Senate Democratic Conference Deputy Leader Michael Gianaris said, “Hard working New Yorkers cannot wait for the wages we all agree they deserve. For too many in our state, current paychecks are not making ends meet. There is no reason to delay these measures, which are supported by a broad coalition of New Yorkers, and I call for immediate action to ensure that any New Yorkers working hard to support their families earn a wage that allows them to do so.”
In the 2014 State of the Union Address, President Obama called on every mayor, governor and state legislator not to wait for federal action but to take the initiative and raise the minimum wage, acknowledging that local governments may be best suited to address the minimum wage requirements of their constituents. The Senate Democratic Conference members have been long time advocates for a higher state minimum wage and have introduced legislation to empower local governments to raise the minimum wage in their localities, accelerate the increase of the state’s minimum wage, and end the minimum wage corporate tax credit.
Senate bill S.6156, introduced by Senate Democratic Conference Leader Andrea Stewart-Cousins, will enable local municipalities within the State of New York to raise the minimum wage within their jurisdictions. This legislation would allow local governments with higher costs of living to address wages within their localities without waiting for state action. xx Senate bill S.6518, introduced by Senator Adriano Espaillat, will accelerate the increase in the state’s minimum wage as enacted in the 2013-2014 State Budget. This legislation will also increase the minimum wage for tipped workers, whose wages were not included in the minimum wage increase provided in the 2013-2014 budget. The increased minimum wage would also be indexed to the rate of inflation to ensure future increases would occur automatically to respond with inflation.
Senator Adriano Espaillat said, “Families struggling to pay the rent can’t wait until 2015 for a meaningful minimum wage hike to kick in, especially when the new rate isn’t even indexed to inflation.

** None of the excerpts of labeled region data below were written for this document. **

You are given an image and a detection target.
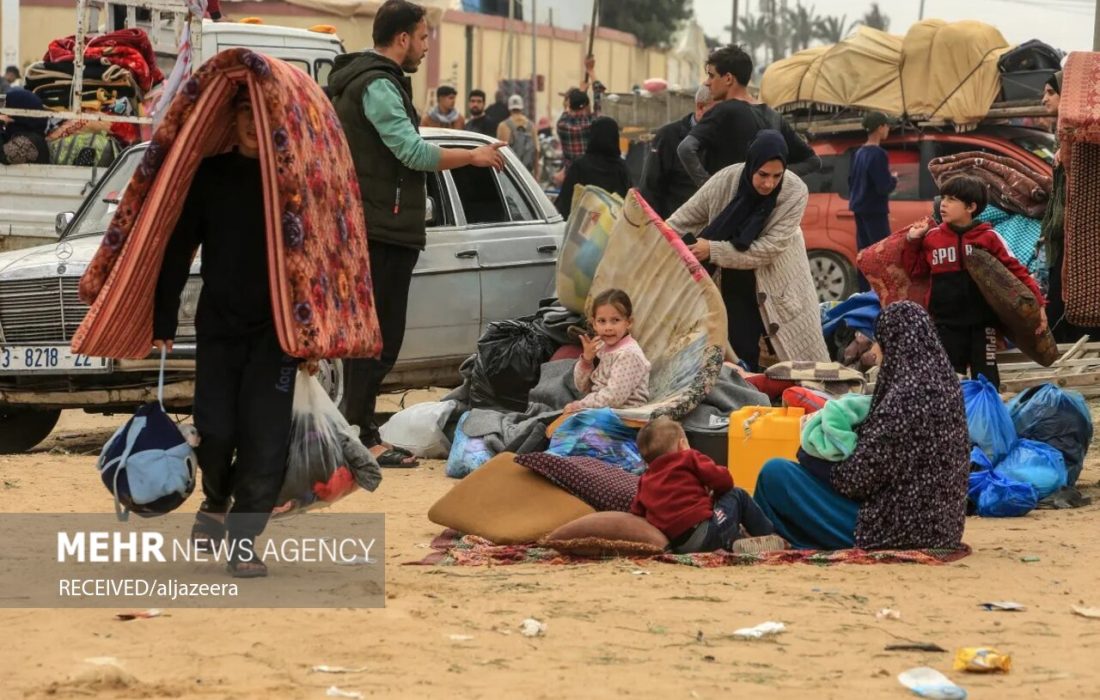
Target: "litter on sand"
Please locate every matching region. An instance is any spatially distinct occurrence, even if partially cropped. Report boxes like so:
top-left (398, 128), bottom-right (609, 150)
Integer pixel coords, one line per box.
top-left (898, 666), bottom-right (966, 700)
top-left (519, 617), bottom-right (547, 637)
top-left (114, 608), bottom-right (164, 622)
top-left (981, 600), bottom-right (1027, 612)
top-left (734, 621), bottom-right (787, 639)
top-left (954, 646), bottom-right (1012, 674)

We also need to correct the injustice done to restaurant employees and other tipped workers, left out of last year’s budget agreement altogether, who are routinely victimized by unchecked wage theft. While President Obama and states across the country are pushing higher minimum wage increases to give low-income workers a lifeline, New Yorkers can’t simply postpone helping our state's most vulnerable.”
Senate bill S.6490, sponsored by Senator Jose Peralta, would end the practice of providing corporate tax credits to employers who hire 16-19 year old students for minimum wage positions. This legislation would ensure that New York State does not provide extensive tax subsidies that may incentivize employers to terminate current minimum wage workers and constantly remove workers once they no longer ensure a state tax credit.
Senator Jose Peralta said, “The Minimum Wage Reimbursement Credit leads to discrimination against older, low-wage workers by providing firms a significant financial incentive to fire employees age 20 and older and replace them with teenagers. And it makes the minimum wage the maximum wage for teens by providing firms a financial incentive to cap teenage workers’ pay at the minimum wage. Why inflict this kind of pain on New York’s lowest-wage workers? To help some of the largest, most profitable companies on the planet pay for the modest increase in New York’s minimum hourly wage. Our tax money shouldn’t be spent on making rich companies richer and low-wage workers poorer.”
The legislation advanced by the Senate Democrats builds on the conference’s long-time support and advocacy for raising the minimum wage. Providing local governments with the authority to raise the minimum wage within their municipalities is a common sense way to address the concerns regarding different costs of living throughout New York State. Ensuring that minimum wage earners receive greater compensation for their hard work will help stimulate local economic growth throughout the state and lead to the creation of thousands of jobs.